Chandlerella quiscali

Scientific classification
- Kingdom: Animalia
- Phylum: Nematoda
- Class: Chromadorea
- Order: Rhabditida
- Family: Onchocercidae
- Genus: Chandlerella
- Species: C. quiscali
- Binomial name: Chandlerella quiscali Linstow, 1904

= Chandlerella quiscali =

- Authority: Linstow, 1904

Species of roundworm

Chandlerella quiscali, also known as the Grackle nematode, is a species of filarial nematode that parasitizes the brain of several common North American birds, namely the grackle, blue jay, brown cowbird, and starling. Due to the large area covered by the combined habitats of these bird species, Chandlerella quiscali is found throughout North America. This area diversity is further aided by the fact that 98% of grackles possess this parasite, and grackles are consistently found in various North American locations.

==History==
This species was originally called the Filaria quiscali by its discoverer, von Linstow (1904), due to pieces of the posterior ends of females removed from the area under the pia mater of the cerebrum in grackle.

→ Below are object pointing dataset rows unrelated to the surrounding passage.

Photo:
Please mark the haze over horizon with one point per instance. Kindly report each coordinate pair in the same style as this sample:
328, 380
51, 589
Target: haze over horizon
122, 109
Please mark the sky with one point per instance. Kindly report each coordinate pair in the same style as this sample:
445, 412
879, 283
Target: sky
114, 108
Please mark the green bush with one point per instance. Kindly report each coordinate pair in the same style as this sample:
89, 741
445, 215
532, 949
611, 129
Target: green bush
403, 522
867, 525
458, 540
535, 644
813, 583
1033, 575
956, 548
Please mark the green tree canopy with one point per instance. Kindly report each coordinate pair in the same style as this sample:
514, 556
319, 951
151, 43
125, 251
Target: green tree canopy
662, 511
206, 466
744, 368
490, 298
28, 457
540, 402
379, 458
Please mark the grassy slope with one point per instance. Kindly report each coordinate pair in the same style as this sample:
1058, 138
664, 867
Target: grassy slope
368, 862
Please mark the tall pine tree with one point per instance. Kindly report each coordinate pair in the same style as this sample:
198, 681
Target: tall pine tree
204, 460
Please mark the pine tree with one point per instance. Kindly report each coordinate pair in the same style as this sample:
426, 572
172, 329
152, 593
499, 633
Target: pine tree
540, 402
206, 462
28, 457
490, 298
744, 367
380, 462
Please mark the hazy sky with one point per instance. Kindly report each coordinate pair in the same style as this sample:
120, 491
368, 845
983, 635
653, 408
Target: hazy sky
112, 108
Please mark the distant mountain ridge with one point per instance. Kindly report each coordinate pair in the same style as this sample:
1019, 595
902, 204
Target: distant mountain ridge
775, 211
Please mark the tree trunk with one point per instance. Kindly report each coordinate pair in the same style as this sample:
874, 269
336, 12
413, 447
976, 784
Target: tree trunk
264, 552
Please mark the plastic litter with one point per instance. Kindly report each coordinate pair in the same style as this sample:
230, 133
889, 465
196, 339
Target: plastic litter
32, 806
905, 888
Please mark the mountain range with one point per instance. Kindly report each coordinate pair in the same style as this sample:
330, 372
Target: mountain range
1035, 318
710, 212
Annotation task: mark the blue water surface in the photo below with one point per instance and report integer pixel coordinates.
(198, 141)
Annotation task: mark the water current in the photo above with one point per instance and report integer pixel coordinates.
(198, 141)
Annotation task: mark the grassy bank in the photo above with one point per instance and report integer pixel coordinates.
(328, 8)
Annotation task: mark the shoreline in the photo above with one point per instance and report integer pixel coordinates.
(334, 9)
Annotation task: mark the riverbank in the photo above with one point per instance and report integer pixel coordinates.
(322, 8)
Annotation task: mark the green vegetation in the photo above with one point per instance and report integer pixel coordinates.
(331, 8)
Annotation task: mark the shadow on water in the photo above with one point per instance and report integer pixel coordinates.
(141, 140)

In 1960, this worm was incorrectly placed in the genus Splendidofilaria by Odetoyinbo and Ulmer. Due to the fact that its esophagus and cuticle don't match those of this particular genus, it had to then be removed from this group. Anderson and Freeman correctly placed this species in the genus Chandlerella in 1969, proving that von Linstow's previous naming of the worm was indeed correct.

==Effects of infection in birds==
Birds that are infected by Chandlerella quiscali normally do not display symptoms, but those that do, do so in the form of torticollis or ataxia.